Voici ce que vous devez retenir : RS-24 Yars est une variante améliorée de l’ICBM Topol-M, équipé d’au moins trois et jusqu’à dix ogives multiples à cibler indépendamment (MIRV), chacune aurait un rendement de trois cents kilotonnes.
Des milliers de troupes de missiles organisent des exercices avec le dernier système de missiles balistiques intercontinentaux mobiles (ICBM) de la Russie et d’autres « matériels spéciaux ».
Le ministère russe de la Défense a rapporté que plus de deux mille soldats de missiles se sont rassemblés dans la région d’Irkoutsk en Sibérie orientale pour pratiquer des manœuvres avec des missiles balistiques intercontinentaux Yars mobiles. “Au cours des exercices, les forces de missiles s’entraînent à amener des systèmes de missiles sur le terrain, à organiser des marches, à disperser des lanceurs avec un changement de position sur le terrain, à équiper et organiser des mesures de camouflage et de sécurité au combat”, lit-on dans un communiqué publié par la Défense. Ministère.
Le média russe TASS a ajouté que deux cents « articles de matériel d’une formation de missiles, y compris les types d’armements les plus avancés, du matériel militaire et spécial », ont participé aux exercices.
Le RS-24 Yars est une variante améliorée de l’ICBM Topol-M, équipé d’au moins trois et jusqu’à dix ogives multiples pouvant être ciblées indépendamment (MIRV), chacune aurait un rendement de trois cents kilotonnes. On pense qu’il existe des yars dans les variantes routières et sur silo.
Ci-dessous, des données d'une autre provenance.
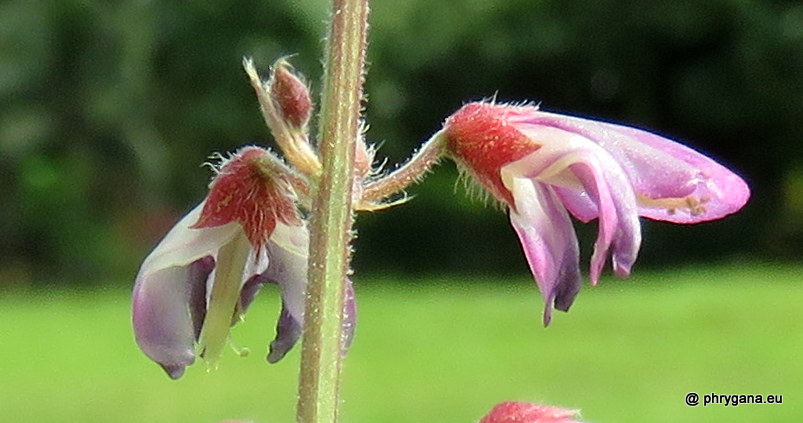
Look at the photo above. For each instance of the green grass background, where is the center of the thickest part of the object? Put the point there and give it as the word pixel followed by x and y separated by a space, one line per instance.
pixel 438 350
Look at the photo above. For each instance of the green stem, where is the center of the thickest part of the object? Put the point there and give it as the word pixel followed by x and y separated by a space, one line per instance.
pixel 330 229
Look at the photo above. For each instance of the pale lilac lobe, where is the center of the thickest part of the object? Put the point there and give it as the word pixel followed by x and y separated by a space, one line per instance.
pixel 545 166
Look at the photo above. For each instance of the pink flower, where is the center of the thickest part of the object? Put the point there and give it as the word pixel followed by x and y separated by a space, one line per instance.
pixel 546 166
pixel 524 412
pixel 204 274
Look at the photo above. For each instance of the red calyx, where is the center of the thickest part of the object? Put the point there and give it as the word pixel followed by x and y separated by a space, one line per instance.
pixel 481 138
pixel 245 191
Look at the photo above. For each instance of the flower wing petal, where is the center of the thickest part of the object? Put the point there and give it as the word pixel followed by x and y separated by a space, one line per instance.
pixel 548 240
pixel 582 173
pixel 688 186
pixel 165 314
pixel 183 244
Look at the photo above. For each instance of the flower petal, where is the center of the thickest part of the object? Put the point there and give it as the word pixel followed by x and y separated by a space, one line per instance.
pixel 165 314
pixel 288 330
pixel 674 182
pixel 548 240
pixel 183 245
pixel 584 172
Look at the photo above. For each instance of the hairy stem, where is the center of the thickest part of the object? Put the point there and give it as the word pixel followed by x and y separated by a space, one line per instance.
pixel 407 174
pixel 332 216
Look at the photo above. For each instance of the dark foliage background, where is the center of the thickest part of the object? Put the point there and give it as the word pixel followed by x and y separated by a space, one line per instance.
pixel 107 111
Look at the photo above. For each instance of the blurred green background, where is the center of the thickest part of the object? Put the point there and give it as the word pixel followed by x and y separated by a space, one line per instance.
pixel 108 110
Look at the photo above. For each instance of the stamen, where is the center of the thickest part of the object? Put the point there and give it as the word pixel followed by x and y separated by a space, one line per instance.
pixel 223 299
pixel 695 206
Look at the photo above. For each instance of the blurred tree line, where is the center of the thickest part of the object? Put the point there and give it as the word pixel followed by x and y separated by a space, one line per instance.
pixel 108 109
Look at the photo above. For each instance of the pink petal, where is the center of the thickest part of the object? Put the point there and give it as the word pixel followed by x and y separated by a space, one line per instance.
pixel 165 315
pixel 659 168
pixel 548 240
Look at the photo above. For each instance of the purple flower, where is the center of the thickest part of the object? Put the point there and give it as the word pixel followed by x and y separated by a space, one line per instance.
pixel 203 275
pixel 546 166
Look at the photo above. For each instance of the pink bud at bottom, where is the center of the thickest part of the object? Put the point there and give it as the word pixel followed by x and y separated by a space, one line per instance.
pixel 524 412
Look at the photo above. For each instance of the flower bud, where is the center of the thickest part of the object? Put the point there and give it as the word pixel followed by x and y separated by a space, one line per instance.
pixel 290 94
pixel 524 412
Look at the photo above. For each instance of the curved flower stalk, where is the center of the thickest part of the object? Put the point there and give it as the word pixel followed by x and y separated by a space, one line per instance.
pixel 545 167
pixel 204 274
Les systèmes mobiles routiers peuvent être plus difficiles à détecter, à suivre et à cibler que leurs homologues fixes, ce qui les rend potentiellement plus résistants et constitue ainsi une source clé de redondance stratégique dans un conflit nucléaire majeur. Le système de missile Yars est plus lourd que le Topol-M qu’il remplace, mais est transporté par le même châssis à roues 16 x 16 que son prédécesseur. Yars prend environ sept minutes à lancer et utilise un système de navigation inertielle numérique GLONASS.
Introduits en 2010, les systèmes russes Yars seront remplacés au cours des prochaines décennies par le prochain système ICBM à combustible solide Kdr. Kedr commencera à éliminer progressivement les anciens systèmes ICBM de la Russie au début des années 2030.
Plusieurs autres types de matériel modernisé ont participé aux exercices, notamment le véhicule « anti-sabotage » Taifun-M, la station de remplissage automatique ARS-14KM et le véhicule de déminage à distance Listva. Les troupes de missiles ont mené leurs exercices en conjonction avec des drones de reconnaissance de combat. « Des véhicules aériens sans pilote ont été utilisés pour reconnaître les routes des patrouilles de combat et détecter les groupes subversifs.
Les drones ont permis de détecter des groupes subversifs et de reconnaissance à une distance de 10 km qui posaient des mines sur les routes le long des itinéraires du mouvement des colonnes. Ils ont été repérés à des approches éloignées des positions sur le terrain et neutralisés en temps opportun », a noté le communiqué du ministère de la Défense.
Le Kremlin a investi sans relâche dans de nouveaux systèmes ICBM au cours des dernières décennies, mettant les missiles stratégiques de la Russie sur la bonne voie pour atteindre ou dépasser un taux de modernisation de 80 %. La force croissante des ICBM mobiles sur route du Kremlin est rejointe par des systèmes terrestres de plus en plus sophistiqués. L’une des six nouvelles armes stratégiques dévoilées par le président russe Vladimir Poutine lors de son discours annuel sur l’état de la nation en 2018, le RS-28 Sarmat de deux cents tonnes à carburant liquide peut voyager à des vitesses de Mach 20. Sarmat est compatible avec le nouveau véhicule de glissement hypersonique Avangard de la Russie et, selon Poutine, est immunisé contre l’interception par « tout système de défense antimissile actuel ou potentiel ».
Les exercices interviennent moins d’une semaine en prévision du sommet du 16 juin entre le président Joe Biden et Poutine à Genève, où les deux dirigeants devraient discuter de questions relatives à la stabilité stratégique et au contrôle des armes nucléaires.